До сего дня кутырка не интересовалась в принципе, как становятся царицами и как мама умудрилась ею стать. Знала только, что в отличие от мужицкой орды, цариц не выбирают скопом, как это мужики делали. Царицей становилась дева из клана «меченых». [18] Она на таких насмотрелась в бане среди маминого окружения, с ног до головы причудливо изрисованных. Но откуда те брались рыжая не ведала, укоряя себя лишний раз, что дурой была полною, когда всему этому учили наставницы.

А ведь учили этому наверняка как положено. И только теперь сидя в выгребной яме в говне по уши она отчётливо поняла, что не только детство, но и жизнь прошлая закончилась. И что встала она на путь особый, на котором цариц «выращивают». Вернее, даже не так. Она не поняла этого, а заставила себя поверить в свои предположения.

Дочь царская внушила себе без всякой апелляции, что мама послала её на эти испытания изуверские лишь для того, чтобы Райс царицей стала единовластною или исчезла с лица земли за ненадобностью, не опускаясь до простого боевого «мяса» сестричества.

Она понимала, что это лишь догадки разума, находящегося на границе сумасшествия, а исходя из того как с ней обращаются, Райс может до конца испытаний мучительных так и не узнать об истинных причинах поступка маминого. Поэтому дева взяла, и сама себе всё объяснила по ходу дела, поставив пред собою цель высокую почти недостижимую.

Ярица для себя осознала с ужасом, что не будет на пути одна за титулом карабкаться. Наверняка им пойдут и другие. Набегут на халяву соперницы. Вот только на вершину кручи, куда вся орава будет карабкаться, заберётся лишь одна из них. И только от неё зависит теперь, сможет ли она претендовать на лидерство. Или это место займёт другая, более «особая», что пройдёт круги колдовские, как их называет Апити. А то что круги эти будут непростыми, теперь рыжая уже не сомневалась ни капельки.

Это открытие огорчало ярицу, не давая покоя долгожданного, ещё больше вгоняя в уныние. Наконец она оторвалась от рассуждений пораженческих твёрдо решив бороться до конца до самого, чего б ей это не стоило, оттого буднично спросила новую знакомую:

– А чё мы тут вообще делаем? Как долго нам в говне сидеть да мух кормить?

Апити повернулась к ней от роя «жужжалок» отмахиваясь и так же буднично ответила:

– Скоро пить-есть принесут, тогда и поймёшь без объяснения.
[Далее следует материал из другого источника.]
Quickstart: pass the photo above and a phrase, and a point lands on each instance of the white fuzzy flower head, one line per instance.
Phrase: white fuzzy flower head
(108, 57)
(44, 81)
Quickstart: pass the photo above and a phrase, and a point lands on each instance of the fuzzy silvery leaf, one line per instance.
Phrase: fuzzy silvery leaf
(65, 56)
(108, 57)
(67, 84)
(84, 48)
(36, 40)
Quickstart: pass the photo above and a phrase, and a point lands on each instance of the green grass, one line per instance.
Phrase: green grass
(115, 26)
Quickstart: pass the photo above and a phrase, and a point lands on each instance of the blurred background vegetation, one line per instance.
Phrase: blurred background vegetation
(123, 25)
– Как пить-есть? Это тут-то? – удивлению Райс придела не было.





– Да, подруга, – не меняя тона спокойного, отвечала ей соседка светловолосая, – вон в ту дыру побросают кучей перемешанной, а ты вылавливай среди дерьма съедобное да ешь коли черви наперёд тебя не расстараются.

– Фу, – скривилась в гримасе дева рождения царского, тут же позабыв обо всей своей решимости, – а зачем такое унижение? А коли я заразу подхвачу? Что тогда?

– Я ж тебе говорила уже, кажется, что тут проходят ритуал особенный: «познания себя через нечистоты житейские», – наставительно заговорила в Апити, «девка бывалая», принимаясь видно за любимые нравоучения, – себя чуешь, небось? Нечистоты лицезришь? Так вот! Из тебя здесь травят брезгливость, рыжая. Для нас брезгливость – это роскошь непозволительная. Она допускается лишь для люда обычного, а не нашего «особого» рода-племени. Брезгливый человек ведь он кто? Он как лошадь зашоренная. Видит перед собой только часть, а не целое. Это вовсе не говорит о том, что мы должны в свиней превратиться да питаться помоями, плавно переходя на опарышей. Просто мы «ОСОБЫЕ» и не имеем права быть брезгливыми ни к людям, какими бы омерзительными они не были, ни к поступкам, как бы отвратны не были их деяния. Мы должны понимать да принимать в себя всех и всё. А брезгливость по жизни крайне обременительна. Она мешает видеть всё как должное. А вот вытравить из себя этого червя ограниченности можно только так через еду, питаясь где угодно да какой бы не была противною.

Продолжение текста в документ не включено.